Maxis also didn't think players could make human-like creatures using its creature creator, but users surprised the 'Spore' development team by doing just that. Daniel Terdiman/CNET News

"You'll see something like Hobbes (from the cartoon Calvin and Hobbes)," Vu said, "and we'll be, like, 'Wow, how did they make it?'"

Other examples of things users have done that were unexpected, Vu explained, include making a creature mounted on another creature.

"We didn't even think of that," Vu said. "It looks like he's riding a horse. The creature has a mouth, and the person riding him has eyes, and the animation held up, and that was completely amazing."

During my preview Tuesday morning, I got a chance to play, very briefly, with Spore's space stage. Vu led me through the selection of a spaceship--that was built using the spacecraft editor that will ship with the game--and a brief journey around a single planet, and then into deep space.

An achievement badge earned while playing the 'Spore' space stage. Daniel Terdiman/CNET News

Spore features hundreds of thousands of planets, Vu told me, certainly more content than most people will ever be able to experience, especially when you figure that once the game is launched, there will be endless amounts of new content being added by players.

In fact, at a press briefing in February, Wright said that the development team had hidden easter eggs in the deep reaches of space that they think could take users more than a year to discover.

As my demo time drew rapidly to a close, I realized that I still hadn't had much of a chance to see how the game actually plays.
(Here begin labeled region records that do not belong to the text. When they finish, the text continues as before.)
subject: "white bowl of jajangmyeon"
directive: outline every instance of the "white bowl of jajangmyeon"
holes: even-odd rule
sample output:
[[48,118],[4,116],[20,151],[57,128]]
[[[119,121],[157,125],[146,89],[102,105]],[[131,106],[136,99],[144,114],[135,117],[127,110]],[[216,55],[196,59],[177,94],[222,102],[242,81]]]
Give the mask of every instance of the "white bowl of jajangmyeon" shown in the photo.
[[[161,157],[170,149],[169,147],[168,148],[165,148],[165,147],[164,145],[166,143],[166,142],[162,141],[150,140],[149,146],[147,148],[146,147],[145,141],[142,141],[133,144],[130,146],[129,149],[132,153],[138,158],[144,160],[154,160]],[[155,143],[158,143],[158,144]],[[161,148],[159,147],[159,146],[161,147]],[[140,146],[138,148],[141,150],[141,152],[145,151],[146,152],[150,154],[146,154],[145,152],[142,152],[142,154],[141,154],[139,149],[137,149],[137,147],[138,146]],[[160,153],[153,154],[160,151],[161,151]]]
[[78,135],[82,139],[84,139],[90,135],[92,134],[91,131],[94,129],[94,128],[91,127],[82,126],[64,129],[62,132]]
Over the last few years, I've seen the creature creator demonstrated multiple times, and I've also gotten to see and play with the cell stage more than once. But I still have yet to see the kind of extended game play that either will or won't draw in masses of players and keep them glued to their computers.

It's certainly not that I doubt that the game will succeed at that; rather, it's just that I still haven't seen it, and I'm looking very much forward to doing so. Many people have speculated that Spore will have trouble offering compelling gameplay to the numbers of people who got hooked on The Sims, and who knows? That's not really the point, however. The question is whether it will be compelling to mainstream players and science buffs alike. And I wouldn't bet against Wright and Maxis.

I'm told that in a couple of weeks, I should be getting a build of the game that I will be able to play myself in my own time and at my own leisure. And I have to say, after more than three years, it's really hard to explain just how much I'm looking forward to that. Suffice it to say, I may not be getting much else done that week.